- It is a misconception that somebody with ADHD cannot pay attention. In fact, many people who experience ADHD have the ability to pay attention and
focus in different situations (e.g., when watching a movie) and for extended periods of time (e.g., playing a video game for hours). Instead, difficulties tend to be
apparent when that person is asked to complete tasks or responsibilities that they do not consider stimulating or interesting.
- At this time, there is no single test that can detect ADHD. Instead, ADHD is best diagnosed through a comprehensive evaluation that includes appropriate
psychological instruments and a thorough examination of a client's personal and family history.
- Having ADHD does not necessarily mean that a person is bouncing off the walls or hyperactive.

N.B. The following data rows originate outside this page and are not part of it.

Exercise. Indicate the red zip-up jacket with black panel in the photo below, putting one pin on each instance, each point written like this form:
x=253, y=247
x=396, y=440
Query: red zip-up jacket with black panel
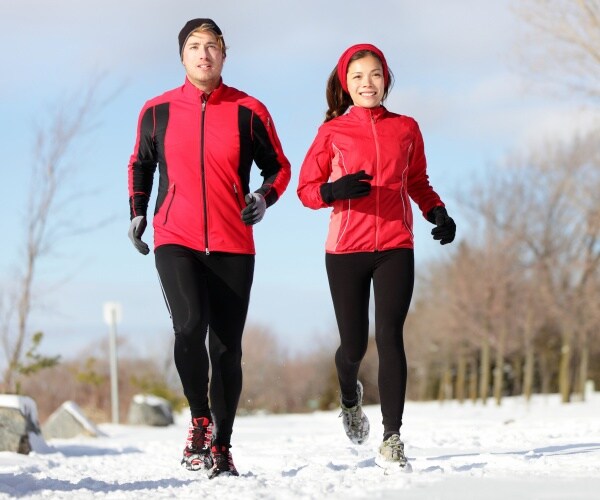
x=204, y=146
x=385, y=145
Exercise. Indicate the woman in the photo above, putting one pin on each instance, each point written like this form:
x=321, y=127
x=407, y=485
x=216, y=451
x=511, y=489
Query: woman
x=365, y=163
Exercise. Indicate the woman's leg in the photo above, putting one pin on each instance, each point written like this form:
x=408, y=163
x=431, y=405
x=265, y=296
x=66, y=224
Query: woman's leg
x=350, y=285
x=393, y=282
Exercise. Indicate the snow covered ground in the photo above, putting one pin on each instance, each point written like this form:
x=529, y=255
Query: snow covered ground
x=540, y=450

Instead, a significant number of people with this condition
can sit still and be calm.
- Many people who are described as "lazy" and "unmotivated" by others, may in fact be struggling with undiagnosed ADHD.
- ADHD can run in families. In other words, many people who experience ADHD have a family member who has been diagnosed or dealt with the condition as
- What has been historically called "A.D.D." is actually currently called "ADHD, Predominantly Inattentive Type."
- Adults with ADHD can receive suitable accomodations while attending college or trade school.
- Just because a person is on medication for ADHD, does not mean that he/she is receiving optimum benefits from the medicine.